Вот уже два года, как живу в Ереване. Дочь моя работает, я живу на ее иждивении. Теперь уже не хожу стирать чужое белье, только забочусь о своей дочке, готовлю обед да сторожу квартиру.
Виктория по-прежнему ходит на собрания, изредка выезжает в деревни — организовывать там женщин, обучать их грамоте.

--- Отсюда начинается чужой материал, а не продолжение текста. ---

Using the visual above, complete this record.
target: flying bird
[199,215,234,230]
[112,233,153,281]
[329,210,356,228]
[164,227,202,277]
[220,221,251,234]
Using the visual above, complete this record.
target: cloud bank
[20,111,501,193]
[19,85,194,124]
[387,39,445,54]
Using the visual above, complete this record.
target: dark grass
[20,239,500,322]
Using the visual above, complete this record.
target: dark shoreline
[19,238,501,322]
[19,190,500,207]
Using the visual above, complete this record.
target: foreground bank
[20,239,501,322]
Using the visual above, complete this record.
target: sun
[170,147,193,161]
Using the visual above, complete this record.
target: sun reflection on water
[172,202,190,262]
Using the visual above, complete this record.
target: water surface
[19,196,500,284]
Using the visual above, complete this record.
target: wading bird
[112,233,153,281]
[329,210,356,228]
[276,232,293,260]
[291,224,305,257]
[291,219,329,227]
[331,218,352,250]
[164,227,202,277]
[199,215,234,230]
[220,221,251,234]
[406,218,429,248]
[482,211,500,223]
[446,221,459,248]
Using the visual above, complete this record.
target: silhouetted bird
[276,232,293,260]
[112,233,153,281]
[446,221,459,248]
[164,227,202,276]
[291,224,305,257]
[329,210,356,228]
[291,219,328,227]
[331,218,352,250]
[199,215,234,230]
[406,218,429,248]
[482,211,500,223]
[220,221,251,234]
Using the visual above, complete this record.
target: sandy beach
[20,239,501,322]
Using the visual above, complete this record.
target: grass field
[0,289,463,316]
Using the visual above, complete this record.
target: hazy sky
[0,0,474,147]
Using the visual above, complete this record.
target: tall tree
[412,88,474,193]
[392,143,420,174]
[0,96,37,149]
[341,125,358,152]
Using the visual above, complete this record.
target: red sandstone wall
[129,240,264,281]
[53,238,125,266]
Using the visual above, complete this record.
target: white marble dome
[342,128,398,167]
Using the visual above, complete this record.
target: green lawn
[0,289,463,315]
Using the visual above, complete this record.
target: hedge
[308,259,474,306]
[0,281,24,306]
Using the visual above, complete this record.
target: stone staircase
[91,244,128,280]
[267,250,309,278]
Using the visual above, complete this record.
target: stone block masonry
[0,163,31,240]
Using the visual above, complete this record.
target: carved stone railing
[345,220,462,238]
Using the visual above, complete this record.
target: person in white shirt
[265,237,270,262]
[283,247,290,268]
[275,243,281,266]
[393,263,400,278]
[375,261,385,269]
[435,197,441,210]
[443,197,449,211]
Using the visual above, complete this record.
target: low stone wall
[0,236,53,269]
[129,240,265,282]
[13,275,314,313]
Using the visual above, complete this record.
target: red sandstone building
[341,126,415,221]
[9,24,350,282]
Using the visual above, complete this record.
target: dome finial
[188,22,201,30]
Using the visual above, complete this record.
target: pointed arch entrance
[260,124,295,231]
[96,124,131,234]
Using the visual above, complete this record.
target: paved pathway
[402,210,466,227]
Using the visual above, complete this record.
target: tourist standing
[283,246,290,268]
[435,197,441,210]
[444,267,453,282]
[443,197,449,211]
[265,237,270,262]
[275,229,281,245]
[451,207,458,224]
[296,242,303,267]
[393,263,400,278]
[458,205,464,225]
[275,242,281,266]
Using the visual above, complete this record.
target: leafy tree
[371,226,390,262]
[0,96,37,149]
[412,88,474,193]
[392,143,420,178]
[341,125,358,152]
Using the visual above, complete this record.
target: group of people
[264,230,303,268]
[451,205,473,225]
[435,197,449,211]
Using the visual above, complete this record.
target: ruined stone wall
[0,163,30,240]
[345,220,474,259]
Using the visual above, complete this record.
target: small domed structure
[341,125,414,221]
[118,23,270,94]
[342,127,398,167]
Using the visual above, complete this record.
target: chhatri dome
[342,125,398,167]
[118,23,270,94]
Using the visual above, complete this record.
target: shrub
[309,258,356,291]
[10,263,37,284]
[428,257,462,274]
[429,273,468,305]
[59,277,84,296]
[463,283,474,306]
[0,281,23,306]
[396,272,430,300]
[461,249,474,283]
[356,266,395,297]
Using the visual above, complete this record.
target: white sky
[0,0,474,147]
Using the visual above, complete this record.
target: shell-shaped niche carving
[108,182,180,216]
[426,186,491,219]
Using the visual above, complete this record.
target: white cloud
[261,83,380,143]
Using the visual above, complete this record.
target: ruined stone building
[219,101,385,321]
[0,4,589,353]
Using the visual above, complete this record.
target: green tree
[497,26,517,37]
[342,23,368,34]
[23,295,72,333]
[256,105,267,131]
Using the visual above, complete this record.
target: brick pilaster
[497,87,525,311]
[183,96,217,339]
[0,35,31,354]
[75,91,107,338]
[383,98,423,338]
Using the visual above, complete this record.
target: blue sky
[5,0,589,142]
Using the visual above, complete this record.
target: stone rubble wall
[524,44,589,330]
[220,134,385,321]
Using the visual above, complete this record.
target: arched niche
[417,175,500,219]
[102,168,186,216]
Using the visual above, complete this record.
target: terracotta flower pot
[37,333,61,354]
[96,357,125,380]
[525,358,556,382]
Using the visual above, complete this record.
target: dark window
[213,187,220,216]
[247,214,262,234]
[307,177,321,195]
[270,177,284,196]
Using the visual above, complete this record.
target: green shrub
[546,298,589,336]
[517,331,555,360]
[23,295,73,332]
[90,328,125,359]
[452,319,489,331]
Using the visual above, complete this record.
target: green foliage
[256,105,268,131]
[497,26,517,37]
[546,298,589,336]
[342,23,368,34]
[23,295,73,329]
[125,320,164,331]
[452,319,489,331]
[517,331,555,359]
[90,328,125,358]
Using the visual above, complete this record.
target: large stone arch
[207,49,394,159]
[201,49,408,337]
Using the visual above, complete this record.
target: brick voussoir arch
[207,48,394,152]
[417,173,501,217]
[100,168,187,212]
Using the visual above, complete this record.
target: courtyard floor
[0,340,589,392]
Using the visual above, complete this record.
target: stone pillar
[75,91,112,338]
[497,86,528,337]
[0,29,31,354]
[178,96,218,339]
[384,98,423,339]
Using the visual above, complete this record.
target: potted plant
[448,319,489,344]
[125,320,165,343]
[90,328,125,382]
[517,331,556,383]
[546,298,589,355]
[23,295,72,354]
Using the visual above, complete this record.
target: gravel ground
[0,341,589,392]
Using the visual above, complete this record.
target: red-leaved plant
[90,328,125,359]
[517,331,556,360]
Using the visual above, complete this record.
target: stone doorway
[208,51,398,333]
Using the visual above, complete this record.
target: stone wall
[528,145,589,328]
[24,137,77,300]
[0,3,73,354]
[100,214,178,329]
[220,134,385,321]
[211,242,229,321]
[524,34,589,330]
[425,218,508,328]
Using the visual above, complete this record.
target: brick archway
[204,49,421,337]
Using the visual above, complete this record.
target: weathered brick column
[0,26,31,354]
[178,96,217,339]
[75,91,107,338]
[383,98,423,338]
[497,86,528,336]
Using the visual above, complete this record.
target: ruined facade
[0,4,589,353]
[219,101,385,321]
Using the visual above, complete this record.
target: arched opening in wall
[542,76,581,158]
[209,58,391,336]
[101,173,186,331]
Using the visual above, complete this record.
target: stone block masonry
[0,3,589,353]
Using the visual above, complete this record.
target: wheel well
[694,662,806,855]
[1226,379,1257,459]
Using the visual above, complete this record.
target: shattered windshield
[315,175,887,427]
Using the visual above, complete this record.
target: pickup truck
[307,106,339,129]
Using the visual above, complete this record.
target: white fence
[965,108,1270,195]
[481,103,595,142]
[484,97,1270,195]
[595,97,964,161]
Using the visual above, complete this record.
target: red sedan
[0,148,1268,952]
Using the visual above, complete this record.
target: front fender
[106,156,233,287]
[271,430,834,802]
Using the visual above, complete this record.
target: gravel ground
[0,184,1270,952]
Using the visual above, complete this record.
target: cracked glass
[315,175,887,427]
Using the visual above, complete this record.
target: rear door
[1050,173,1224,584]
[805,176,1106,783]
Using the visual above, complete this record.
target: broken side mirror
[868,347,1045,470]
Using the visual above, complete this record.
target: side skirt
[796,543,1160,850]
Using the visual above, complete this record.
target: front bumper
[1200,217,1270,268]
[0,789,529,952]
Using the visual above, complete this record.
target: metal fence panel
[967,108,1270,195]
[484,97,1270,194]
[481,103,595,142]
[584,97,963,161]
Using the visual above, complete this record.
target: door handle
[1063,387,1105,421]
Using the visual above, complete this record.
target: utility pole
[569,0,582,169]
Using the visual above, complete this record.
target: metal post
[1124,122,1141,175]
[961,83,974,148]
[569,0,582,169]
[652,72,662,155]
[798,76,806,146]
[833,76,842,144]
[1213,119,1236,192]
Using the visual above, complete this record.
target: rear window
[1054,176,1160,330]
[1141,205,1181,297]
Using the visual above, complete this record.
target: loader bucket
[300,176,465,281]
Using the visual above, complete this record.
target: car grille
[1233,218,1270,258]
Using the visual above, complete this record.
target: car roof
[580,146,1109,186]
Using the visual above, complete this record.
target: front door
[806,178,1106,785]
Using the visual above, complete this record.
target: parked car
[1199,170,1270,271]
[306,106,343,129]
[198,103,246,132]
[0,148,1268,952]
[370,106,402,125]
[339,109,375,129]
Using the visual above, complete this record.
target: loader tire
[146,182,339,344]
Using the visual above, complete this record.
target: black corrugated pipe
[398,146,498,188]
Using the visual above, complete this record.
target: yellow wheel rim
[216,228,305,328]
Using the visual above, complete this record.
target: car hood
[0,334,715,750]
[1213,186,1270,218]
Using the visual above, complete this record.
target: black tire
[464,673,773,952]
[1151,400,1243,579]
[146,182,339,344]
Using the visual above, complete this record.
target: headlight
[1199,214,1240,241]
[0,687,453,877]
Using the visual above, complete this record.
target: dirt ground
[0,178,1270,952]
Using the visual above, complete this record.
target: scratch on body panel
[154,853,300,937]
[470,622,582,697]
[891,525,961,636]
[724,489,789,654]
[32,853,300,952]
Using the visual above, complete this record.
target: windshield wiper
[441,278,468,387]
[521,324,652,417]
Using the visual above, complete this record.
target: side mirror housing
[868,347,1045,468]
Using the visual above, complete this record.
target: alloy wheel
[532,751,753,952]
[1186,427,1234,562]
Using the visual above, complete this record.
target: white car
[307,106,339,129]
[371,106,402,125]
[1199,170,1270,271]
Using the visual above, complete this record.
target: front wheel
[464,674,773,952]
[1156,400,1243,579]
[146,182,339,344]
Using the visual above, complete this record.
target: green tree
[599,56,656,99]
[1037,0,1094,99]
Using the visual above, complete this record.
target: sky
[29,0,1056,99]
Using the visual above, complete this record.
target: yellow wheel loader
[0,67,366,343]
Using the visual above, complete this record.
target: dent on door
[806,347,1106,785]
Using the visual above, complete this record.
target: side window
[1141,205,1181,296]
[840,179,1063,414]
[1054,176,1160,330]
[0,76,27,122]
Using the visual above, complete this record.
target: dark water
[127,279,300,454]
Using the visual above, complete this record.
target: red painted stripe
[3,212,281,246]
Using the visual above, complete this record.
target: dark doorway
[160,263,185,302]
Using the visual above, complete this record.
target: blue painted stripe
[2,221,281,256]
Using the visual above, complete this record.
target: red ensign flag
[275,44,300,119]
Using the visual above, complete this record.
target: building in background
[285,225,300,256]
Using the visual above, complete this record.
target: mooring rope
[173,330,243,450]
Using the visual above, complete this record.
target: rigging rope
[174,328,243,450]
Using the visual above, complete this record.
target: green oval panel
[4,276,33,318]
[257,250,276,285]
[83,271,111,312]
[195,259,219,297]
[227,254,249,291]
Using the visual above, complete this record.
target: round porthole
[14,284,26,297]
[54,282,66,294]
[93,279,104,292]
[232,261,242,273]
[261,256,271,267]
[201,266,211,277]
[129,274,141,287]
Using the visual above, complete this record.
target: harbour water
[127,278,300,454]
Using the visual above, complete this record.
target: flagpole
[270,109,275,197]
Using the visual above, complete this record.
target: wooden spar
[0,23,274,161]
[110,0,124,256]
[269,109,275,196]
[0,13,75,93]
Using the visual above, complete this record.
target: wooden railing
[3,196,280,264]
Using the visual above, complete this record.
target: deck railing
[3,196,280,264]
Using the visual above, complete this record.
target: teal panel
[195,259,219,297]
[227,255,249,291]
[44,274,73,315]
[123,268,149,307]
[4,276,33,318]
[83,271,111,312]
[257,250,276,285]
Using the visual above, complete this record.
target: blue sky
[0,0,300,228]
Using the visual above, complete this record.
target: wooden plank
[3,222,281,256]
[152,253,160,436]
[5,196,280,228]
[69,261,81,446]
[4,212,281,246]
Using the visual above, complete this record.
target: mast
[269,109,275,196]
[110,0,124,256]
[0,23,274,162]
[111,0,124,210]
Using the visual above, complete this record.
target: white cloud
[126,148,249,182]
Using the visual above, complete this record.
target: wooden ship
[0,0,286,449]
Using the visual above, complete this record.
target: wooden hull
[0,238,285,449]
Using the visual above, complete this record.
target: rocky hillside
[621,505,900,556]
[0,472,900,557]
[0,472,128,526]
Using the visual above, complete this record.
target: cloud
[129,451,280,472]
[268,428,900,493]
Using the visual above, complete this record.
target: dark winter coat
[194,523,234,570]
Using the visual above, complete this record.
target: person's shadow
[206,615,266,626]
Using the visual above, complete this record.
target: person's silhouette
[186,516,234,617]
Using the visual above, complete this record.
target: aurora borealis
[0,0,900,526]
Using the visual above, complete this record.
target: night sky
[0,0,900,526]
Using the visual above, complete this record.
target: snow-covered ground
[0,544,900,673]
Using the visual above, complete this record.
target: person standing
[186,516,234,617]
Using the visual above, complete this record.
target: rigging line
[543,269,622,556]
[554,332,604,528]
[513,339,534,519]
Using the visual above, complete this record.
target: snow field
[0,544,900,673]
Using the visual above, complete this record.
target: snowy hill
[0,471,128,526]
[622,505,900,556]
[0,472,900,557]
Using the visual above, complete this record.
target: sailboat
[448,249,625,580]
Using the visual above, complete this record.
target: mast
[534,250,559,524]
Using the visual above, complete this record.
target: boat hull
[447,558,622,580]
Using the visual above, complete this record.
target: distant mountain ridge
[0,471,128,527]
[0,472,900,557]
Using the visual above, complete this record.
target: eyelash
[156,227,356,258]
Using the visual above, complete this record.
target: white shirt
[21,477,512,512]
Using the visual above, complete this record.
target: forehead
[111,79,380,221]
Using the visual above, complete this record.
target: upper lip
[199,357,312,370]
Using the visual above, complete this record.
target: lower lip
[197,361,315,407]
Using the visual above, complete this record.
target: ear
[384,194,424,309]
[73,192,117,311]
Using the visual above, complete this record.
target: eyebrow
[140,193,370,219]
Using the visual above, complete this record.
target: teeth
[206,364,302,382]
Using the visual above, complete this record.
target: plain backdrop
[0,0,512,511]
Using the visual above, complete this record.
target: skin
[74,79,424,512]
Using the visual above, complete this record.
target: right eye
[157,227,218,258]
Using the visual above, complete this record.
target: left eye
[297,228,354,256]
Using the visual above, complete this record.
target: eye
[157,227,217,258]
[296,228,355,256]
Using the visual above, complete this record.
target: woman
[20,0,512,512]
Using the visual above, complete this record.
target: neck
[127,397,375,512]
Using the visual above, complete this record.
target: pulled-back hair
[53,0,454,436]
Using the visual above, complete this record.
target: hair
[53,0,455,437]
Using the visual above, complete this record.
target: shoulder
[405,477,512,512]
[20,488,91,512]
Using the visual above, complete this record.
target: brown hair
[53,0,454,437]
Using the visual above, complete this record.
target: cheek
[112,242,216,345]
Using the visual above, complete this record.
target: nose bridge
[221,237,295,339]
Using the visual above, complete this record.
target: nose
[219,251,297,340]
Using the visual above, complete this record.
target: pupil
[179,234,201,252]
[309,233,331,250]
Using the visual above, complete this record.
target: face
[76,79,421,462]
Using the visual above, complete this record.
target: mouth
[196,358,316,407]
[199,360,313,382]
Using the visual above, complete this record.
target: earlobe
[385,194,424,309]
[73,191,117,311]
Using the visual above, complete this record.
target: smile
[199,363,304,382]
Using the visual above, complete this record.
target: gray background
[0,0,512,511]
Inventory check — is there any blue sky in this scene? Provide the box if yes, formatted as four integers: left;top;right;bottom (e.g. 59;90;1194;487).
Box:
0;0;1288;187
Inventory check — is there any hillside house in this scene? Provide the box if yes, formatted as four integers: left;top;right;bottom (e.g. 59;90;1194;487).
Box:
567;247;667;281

Живу я спокойно и не слышу больше бурчания Ли- зички и ее мужа. Никто не покрикивает на меня: «Почисть ботинки, убери комнаты, вымой полы». Хоть отняли у меня моего Ерванда, но у меня Виктория... Теперь не пропаду.
Вот как все это было.
ПОСЛЕСЛОВИЕ
ЛЕТОПИСЦЫ СУДЕБ НАРОДНЫХ
Егише Чаренд и Стефан Зорьян...
Соседство этих имен может показаться неожиданным и даже искусственным.
Чаренц — певец и солдат революции, поэт удивительно противоречивый и вместе с тем на редкость цельный, органичный; Чаренц, испытавший в молодости влияние символистов, футуристов и, несмотря на это, ставший одним из зачинателей литературы социалистического реализма.
Зорьян — большой мастер прозы, никогда не увлекавшийся модными литературными течениями, с первых же творческих опытов избравший путь реализма, превосходный знаток армянской деревни и провинции, вдумчивый историк-романист, глубокий аналитик и тонкий психолог.